KUCHING (Sept 19): Press Metal Aluminium Holdings Berhad has entered into a shareholders’ agreement and share subscription agreement with PT Alakasa Alumina Refineri (AAR), PT Dinamika Sejahtera Mandiri (DSM) and PT Kalimantan Alumina Nusantara (KAN).

This is to set up a strategic joint venture where KAN will establish and operate an integrated alumina refinery plant, power plant, jetty and supporting infrastructure in Sanggau, West Kalimantan, Indonesia.

The refinery is expected to have an annual production capacity of 1 to 1.2 million metric tonnes, with a potential expansion to double this output.

The total cost for Phase 1 is US$750 million, or about RM3.238 billion.

Press Metal will subscribe for 80 per cent equity interest in KAN for a total subscription price of RM1.036 billion, executed in seven tranches over the next year, and funded through the Group’s internally generated funds.
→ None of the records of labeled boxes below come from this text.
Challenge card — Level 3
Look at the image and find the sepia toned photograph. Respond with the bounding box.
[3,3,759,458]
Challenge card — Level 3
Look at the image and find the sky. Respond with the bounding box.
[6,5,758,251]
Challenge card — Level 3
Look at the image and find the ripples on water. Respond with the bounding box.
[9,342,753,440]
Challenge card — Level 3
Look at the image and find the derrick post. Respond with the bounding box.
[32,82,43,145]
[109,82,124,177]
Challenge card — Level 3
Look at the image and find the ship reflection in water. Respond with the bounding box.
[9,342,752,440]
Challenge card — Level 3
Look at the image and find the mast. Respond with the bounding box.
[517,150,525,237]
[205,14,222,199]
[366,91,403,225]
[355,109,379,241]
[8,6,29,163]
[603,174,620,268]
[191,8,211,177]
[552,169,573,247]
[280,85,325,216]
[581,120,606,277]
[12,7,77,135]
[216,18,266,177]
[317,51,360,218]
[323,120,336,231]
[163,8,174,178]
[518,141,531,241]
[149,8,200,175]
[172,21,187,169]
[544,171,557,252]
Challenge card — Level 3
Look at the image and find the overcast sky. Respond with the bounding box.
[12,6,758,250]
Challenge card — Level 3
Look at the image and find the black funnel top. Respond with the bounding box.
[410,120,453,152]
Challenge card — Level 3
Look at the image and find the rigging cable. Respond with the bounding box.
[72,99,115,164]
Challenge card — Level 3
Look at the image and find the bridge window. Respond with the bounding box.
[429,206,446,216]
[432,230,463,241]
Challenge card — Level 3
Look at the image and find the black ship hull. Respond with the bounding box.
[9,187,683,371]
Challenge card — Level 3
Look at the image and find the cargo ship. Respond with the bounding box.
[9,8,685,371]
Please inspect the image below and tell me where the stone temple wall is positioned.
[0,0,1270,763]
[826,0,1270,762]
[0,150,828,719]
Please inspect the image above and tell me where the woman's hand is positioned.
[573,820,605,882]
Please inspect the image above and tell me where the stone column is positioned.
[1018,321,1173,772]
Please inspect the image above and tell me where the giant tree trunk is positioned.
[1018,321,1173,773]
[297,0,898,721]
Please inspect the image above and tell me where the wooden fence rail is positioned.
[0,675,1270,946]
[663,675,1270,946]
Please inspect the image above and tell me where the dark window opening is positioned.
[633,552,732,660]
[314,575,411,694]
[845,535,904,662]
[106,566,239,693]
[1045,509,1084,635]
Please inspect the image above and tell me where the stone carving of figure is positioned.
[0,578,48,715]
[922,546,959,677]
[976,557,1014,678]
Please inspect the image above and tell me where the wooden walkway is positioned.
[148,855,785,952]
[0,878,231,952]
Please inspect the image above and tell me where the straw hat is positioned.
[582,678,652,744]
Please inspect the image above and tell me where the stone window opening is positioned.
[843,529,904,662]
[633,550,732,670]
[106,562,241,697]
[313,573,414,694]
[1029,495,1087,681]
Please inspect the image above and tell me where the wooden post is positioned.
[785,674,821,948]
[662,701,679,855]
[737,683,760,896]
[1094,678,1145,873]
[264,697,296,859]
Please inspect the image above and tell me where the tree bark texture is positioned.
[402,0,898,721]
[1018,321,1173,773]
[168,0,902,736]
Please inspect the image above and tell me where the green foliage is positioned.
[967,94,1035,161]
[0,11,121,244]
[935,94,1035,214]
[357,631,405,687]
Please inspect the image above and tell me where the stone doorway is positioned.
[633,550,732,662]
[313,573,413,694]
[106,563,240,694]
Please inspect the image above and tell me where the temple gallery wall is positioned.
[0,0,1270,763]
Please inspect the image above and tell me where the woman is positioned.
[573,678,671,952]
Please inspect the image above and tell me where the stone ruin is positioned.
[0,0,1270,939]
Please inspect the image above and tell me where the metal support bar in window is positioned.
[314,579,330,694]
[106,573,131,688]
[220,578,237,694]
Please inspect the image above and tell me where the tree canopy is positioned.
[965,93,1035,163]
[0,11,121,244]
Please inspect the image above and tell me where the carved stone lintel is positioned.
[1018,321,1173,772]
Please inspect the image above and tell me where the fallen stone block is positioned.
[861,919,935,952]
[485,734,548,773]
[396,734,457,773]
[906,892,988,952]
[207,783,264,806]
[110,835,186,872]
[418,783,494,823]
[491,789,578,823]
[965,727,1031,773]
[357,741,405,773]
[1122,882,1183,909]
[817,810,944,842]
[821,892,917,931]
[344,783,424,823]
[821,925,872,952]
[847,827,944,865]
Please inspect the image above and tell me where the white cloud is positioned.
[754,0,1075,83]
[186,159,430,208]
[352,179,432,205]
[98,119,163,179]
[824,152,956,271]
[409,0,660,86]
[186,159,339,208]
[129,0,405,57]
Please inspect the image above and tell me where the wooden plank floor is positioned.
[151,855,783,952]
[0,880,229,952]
AAR and DSM shall hold 19.77 and 0.23 per cent, respectively.

Group chief executive officer Tan Sri Paul Koon said the project represents a unique opportunity to drive sustainable long-term growth.

“By partnering with AAR and DSM through this joint venture, we are not only expanding our upstream business operations but also unlocking synergies that will enhance the overall value of the Press Metal group.

“This venture aligns with our strategy to reinforce and continuously strengthen our leading position as the largest smelter in Southeast Asia and boost our competitive edge across the aluminium value chain.

“It is an effective approach towards expanding our upstream presence while ensuring higher self-sufficiency and a stable supply of our alumina needs, which are critical to our core smelting operations.

“This will also reduce our reliance on third-party suppliers and traders, ensuring greater operational resiliency and efficiency.

“With a long-term offtake agreement expected to commence once the refinery is operational, we anticipate cost savings that will further optimise our overall operations”, he said.